Playing with Fusion Level shifter : http://www.playingwithfusion.com/productview.php?pdid=23
Playing with Fusion 4 Channel T Type MAX31855T board : http://www.playingwithfusion.com/productview.php?pdid=35&catid=1001
There’s a Playing with Fusion sketch at the site too.

…and here’s the code adapted from Cory’s example.

#include <SPI.h>
#include <MAX31855.h>

const int csPin1 = 10;//the pin asked to read  CS
const byte scale = 0;   // 0 is Celsius/Centigrade, ~80µs. 1 is Kelvin, ~108µs. 2 is Fahrenheit ~100µs. 3 is Rankine, ~100µs.
byte error;
double external;
double internal;

MAX31855 TC1(csPin1);

void setup(){
  Serial.begin(57600);
  pinMode(csPin1, OUTPUT);
  digitalWrite(csPin1, HIGH);
}

void loop(){
  TC1.getTemp(external, internal, scale, error);
  Serial.print("Cold Junction Temp: ");
  Serial.print(internal);
  Serial.print("C   ");
  Serial.print("Thermocouple Temp: ");
  Serial.print(external);
  Serial.println("C");
  if (error & 0x01){
    Serial.println("ERROR: Thermocouple Open!!");
  }else if (error & 0x02){
    Serial.println("ERROR: Thermocouple Shorted To Ground!!");
  }else if (error & 0x04){
    Serial.println("ERROR: Thermocouple Shorted To Power!!");
  }
  delay(1000);
}

...and it reads with the same kind or error as the BBTech board.... arghh now I'm wondering if there is something fundamentally wrong with the MAX 31855. Has anyone out there ever got reliable readings from this chip?

Yes, I use the K-Type with the Adafruit board and it is very stable. One of the reasons I wrote my own MAX31855 library was because all other libraries I could find simply ignore the MAX31855 returned error codes.

 //CS pins high to turn off
  digitalWrite(csPin1, HIGH); 
    
  tc1.begin();

  digitalWrite(csPin1, LOW); //Switch ON CS

You should not be toggling the csPin1. This is handled by the library. " digitalWrite(csPin1, LOW)" will signal the MAX31855 to start a new conversion. toggling the csPin1 in your code should be removed. That should help!

Thanks again George,

I tried your library, neat, but same result. I'm now convinced its hardware problem rather than software. I love to hear from anyone who has successfully used a MAX 31855T with a T Type as I'm beginning to suspect the chip as both the the BBetch and Playing with Fusion breakouts give similar results, the common factor being the MAXIM chip.

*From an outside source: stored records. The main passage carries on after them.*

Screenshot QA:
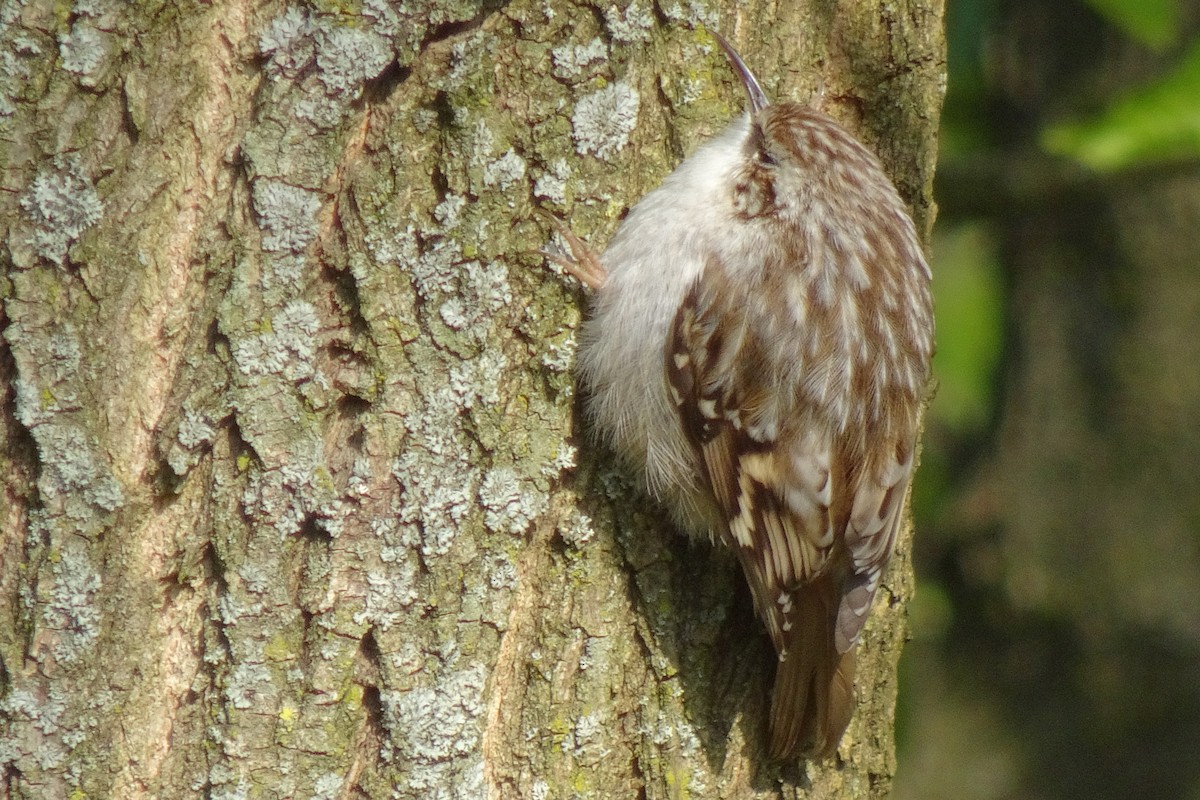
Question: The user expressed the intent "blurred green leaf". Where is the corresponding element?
[1087,0,1180,49]
[1042,42,1200,172]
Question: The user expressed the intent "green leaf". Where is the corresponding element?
[1087,0,1180,49]
[1042,42,1200,173]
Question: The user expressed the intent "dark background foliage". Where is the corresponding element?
[896,0,1200,800]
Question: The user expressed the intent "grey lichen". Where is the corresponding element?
[479,467,550,534]
[20,154,104,265]
[32,419,125,521]
[42,540,101,663]
[258,6,317,79]
[484,149,526,190]
[59,19,107,80]
[317,26,392,97]
[254,178,320,253]
[533,158,571,204]
[233,300,320,380]
[392,387,479,558]
[242,432,341,537]
[571,83,641,161]
[604,0,654,42]
[550,38,608,79]
[382,664,487,798]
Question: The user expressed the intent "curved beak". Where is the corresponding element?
[709,30,770,115]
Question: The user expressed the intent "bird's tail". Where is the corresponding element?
[770,578,854,759]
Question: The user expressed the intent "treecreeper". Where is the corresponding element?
[540,34,934,759]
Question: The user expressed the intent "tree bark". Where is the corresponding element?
[0,0,944,799]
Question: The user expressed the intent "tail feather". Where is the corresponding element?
[770,581,856,759]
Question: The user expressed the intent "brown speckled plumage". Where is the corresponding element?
[549,32,934,758]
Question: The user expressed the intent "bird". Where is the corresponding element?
[548,32,935,759]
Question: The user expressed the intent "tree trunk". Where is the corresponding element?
[0,0,943,799]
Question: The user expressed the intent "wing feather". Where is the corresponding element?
[666,255,916,756]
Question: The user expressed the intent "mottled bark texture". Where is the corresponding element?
[0,0,943,799]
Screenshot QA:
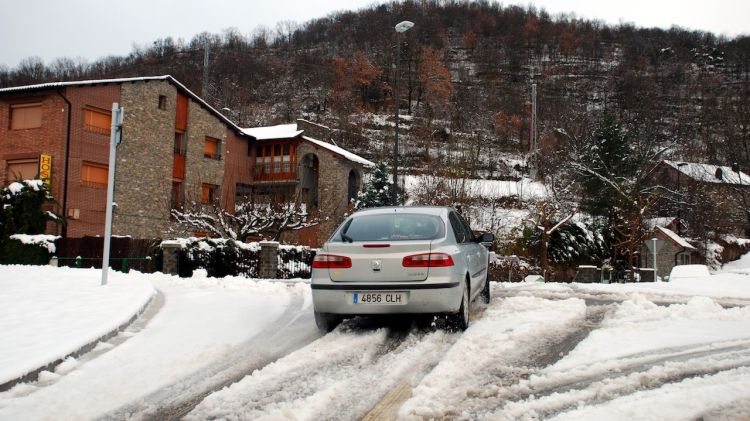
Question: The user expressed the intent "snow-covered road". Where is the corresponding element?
[0,264,750,420]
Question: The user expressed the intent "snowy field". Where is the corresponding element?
[0,262,750,420]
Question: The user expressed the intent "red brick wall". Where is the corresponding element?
[0,84,120,237]
[222,129,253,210]
[0,91,67,235]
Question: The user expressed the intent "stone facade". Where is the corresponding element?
[641,230,702,279]
[112,81,227,238]
[282,137,364,247]
[0,76,250,238]
[0,76,374,246]
[112,81,177,238]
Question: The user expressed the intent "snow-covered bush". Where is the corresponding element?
[354,162,393,210]
[166,237,315,278]
[0,180,62,264]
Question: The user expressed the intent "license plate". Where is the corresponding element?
[351,291,408,306]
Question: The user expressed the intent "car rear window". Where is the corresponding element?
[331,213,445,242]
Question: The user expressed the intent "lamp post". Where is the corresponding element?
[391,20,414,206]
[677,162,687,235]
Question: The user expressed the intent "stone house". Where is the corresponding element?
[649,160,750,237]
[0,76,369,245]
[242,119,375,246]
[641,224,704,278]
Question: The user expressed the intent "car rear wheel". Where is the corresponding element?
[448,280,469,331]
[480,267,490,304]
[315,311,341,333]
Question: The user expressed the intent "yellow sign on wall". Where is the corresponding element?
[39,154,52,186]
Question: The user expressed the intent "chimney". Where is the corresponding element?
[297,118,332,143]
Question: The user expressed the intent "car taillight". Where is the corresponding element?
[403,253,453,268]
[313,254,352,269]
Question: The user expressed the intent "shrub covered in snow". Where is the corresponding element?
[0,180,62,264]
[166,237,315,278]
[354,162,393,210]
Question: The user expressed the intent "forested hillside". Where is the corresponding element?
[0,0,750,274]
[0,0,750,170]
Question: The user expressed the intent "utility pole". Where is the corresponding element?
[101,102,124,286]
[391,20,414,206]
[529,82,539,180]
[201,39,208,100]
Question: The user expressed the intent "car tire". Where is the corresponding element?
[447,280,470,331]
[480,276,491,304]
[315,311,341,333]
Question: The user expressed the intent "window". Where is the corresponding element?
[170,181,182,209]
[203,137,221,159]
[255,143,297,179]
[81,161,109,187]
[10,102,42,130]
[6,159,39,183]
[83,108,112,134]
[174,132,187,155]
[201,183,219,205]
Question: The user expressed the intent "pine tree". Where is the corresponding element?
[354,162,393,210]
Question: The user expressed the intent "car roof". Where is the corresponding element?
[352,206,455,216]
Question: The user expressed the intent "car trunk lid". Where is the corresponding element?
[325,240,432,282]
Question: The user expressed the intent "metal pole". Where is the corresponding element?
[391,31,401,206]
[651,237,659,282]
[201,39,208,100]
[101,102,123,286]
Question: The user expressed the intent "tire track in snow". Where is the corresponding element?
[100,284,320,420]
[398,287,592,419]
[187,318,460,420]
[490,344,750,419]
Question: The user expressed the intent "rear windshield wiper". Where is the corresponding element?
[341,219,354,243]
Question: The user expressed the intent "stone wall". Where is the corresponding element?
[183,95,227,210]
[112,81,177,238]
[284,141,364,247]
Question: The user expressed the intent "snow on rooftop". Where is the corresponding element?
[242,123,303,140]
[0,75,242,135]
[242,123,375,167]
[302,136,375,167]
[656,227,695,250]
[664,160,750,186]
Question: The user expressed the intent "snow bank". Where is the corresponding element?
[0,266,154,384]
[492,296,750,420]
[0,267,300,420]
[399,297,586,419]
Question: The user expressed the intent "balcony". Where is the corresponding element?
[172,155,185,180]
[253,162,297,181]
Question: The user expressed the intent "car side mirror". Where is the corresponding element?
[477,232,495,246]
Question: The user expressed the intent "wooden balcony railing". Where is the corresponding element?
[253,163,297,181]
[172,155,185,180]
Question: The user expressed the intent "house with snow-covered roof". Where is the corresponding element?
[0,75,373,245]
[649,160,750,237]
[641,225,704,278]
[0,75,252,238]
[244,119,375,246]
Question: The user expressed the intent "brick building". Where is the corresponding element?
[0,76,370,245]
[244,120,375,246]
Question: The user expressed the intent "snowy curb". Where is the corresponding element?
[0,291,159,392]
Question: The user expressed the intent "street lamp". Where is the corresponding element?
[391,20,414,206]
[677,162,688,235]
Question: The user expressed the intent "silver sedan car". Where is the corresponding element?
[311,207,494,331]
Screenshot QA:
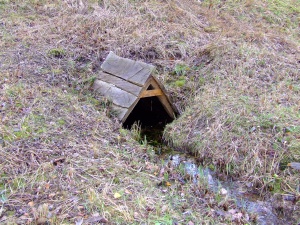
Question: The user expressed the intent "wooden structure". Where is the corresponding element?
[93,52,178,126]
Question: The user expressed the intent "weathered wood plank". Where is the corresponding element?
[140,89,163,98]
[128,67,152,85]
[101,52,154,86]
[98,72,142,96]
[93,80,137,108]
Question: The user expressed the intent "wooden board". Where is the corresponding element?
[98,72,142,96]
[140,89,163,98]
[101,52,154,86]
[93,80,137,108]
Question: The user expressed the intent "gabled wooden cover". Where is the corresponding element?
[93,52,178,122]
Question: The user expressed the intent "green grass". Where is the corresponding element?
[0,0,300,224]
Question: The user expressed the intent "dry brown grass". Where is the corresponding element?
[0,0,300,224]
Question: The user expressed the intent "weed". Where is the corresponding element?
[48,48,66,59]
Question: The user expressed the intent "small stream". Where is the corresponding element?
[169,155,282,225]
[141,128,290,225]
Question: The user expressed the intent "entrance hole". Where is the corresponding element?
[123,97,173,129]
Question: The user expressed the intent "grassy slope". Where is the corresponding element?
[0,0,300,224]
[165,1,300,194]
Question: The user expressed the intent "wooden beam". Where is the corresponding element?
[140,89,163,98]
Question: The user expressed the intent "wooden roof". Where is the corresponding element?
[93,52,177,122]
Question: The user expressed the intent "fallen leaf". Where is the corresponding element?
[114,192,122,198]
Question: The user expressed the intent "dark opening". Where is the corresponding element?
[123,97,173,129]
[147,84,154,90]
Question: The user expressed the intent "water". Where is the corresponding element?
[141,126,296,225]
[169,155,283,225]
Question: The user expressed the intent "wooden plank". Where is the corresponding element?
[93,80,137,108]
[140,89,163,98]
[128,67,152,85]
[98,72,142,96]
[101,52,154,86]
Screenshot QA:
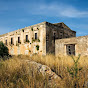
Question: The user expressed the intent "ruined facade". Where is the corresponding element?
[0,22,76,55]
[55,36,88,56]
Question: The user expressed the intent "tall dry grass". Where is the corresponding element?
[0,55,88,88]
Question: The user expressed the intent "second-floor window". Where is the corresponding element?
[35,33,37,39]
[26,35,28,42]
[11,38,13,44]
[18,37,20,43]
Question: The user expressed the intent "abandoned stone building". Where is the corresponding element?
[0,22,88,55]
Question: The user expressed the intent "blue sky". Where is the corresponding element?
[0,0,88,36]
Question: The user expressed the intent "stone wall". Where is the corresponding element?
[0,22,46,55]
[46,22,76,54]
[0,22,76,55]
[55,36,88,56]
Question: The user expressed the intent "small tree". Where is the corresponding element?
[0,42,9,57]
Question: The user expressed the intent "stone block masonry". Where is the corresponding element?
[0,22,79,55]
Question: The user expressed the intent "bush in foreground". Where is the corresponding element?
[0,42,9,58]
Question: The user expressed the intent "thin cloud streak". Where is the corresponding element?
[27,3,88,18]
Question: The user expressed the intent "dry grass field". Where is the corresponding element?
[0,55,88,88]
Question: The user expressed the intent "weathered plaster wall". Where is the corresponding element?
[0,22,46,55]
[46,22,76,54]
[55,36,88,56]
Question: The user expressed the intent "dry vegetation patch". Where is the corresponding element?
[0,55,88,88]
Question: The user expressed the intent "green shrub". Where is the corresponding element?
[0,42,9,57]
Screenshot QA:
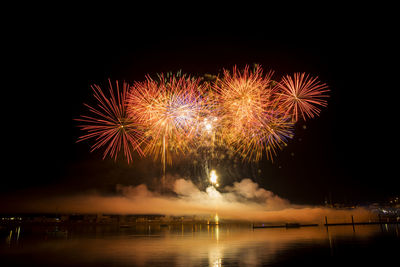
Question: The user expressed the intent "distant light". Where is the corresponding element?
[210,170,218,186]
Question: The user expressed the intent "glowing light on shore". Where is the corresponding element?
[210,170,219,187]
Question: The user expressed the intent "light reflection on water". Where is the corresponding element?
[0,225,400,266]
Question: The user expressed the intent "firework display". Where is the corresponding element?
[76,80,145,163]
[77,65,329,165]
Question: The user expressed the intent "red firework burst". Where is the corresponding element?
[76,80,144,163]
[127,75,203,164]
[276,73,329,121]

Or perhaps its the way I've wired it - did your K Type set up work OK on a breadboard?

I suspected perhaps a mis-labelled thermocouple, was a K type masquerading as a T type? I tried a brand new one. Nope same thing.

I wish I could use a K Type, but the application demands a T type.

Thanks for your post....

Or perhaps its the way I've wired it - did your K Type set up work OK on a breadboard?